Allora, mediante un atto di contrizione perfetta, si opera l'autentica
conversione del cuore: è l'evangelica «métanoia». La
fatica del cuore umano, la fatica della coscienza, in cui si compie questa «métanoia», o conversione, è il riflesso di quel processo per cui la riprovazione viene trasformata in amore
salvifico, che sa soffrire. Il dispensatore nascosto di questa forza salvatrice
è lo Spirito Santo: egli, che viene chiamato dalla
Chiesa «luce delle coscienze», penetra e riempie «la profondità dei cuori»
umani. Mediante una tale conversione nello Spirito Santo, l'uomo si apre al
perdono, alla remissione dei peccati E in tutto questo mirabile dinamismo della
conversione-remissione, si conferma la verità di ciò che scrive sant'Agostino sul mistero dell'uomo, commentando le parole
del Salmo: «L'abisso chiama l'abisso». Proprio nei riguardi di questa «abissale
profondità» dell'uomo della coscienza umana, si compie la missione del Figlio e
dello Spirito Santo.

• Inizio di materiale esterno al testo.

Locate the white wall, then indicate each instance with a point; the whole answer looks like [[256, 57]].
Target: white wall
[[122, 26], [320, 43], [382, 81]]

Lo Spirito Santo «viene» in forza della «dipartita» di
Cristo nel mistero pasquale: viene in ogni fatto concreto di
conversione-remissione, in forza del sacrificio della Croce: in esso, infatti, «il sangue di Cristo... purifica le coscienze
dalle opere morte, per servire il Dio vivente». Si adempiono così di continuo
le parole sullo Spirito Santo come «un altro consolatore», le parole rivolte
nel Cenacolo agli apostoli e indirettamente a tutti: «Voi lo conoscete, perché
egli dimora presso di voi sarà in voi».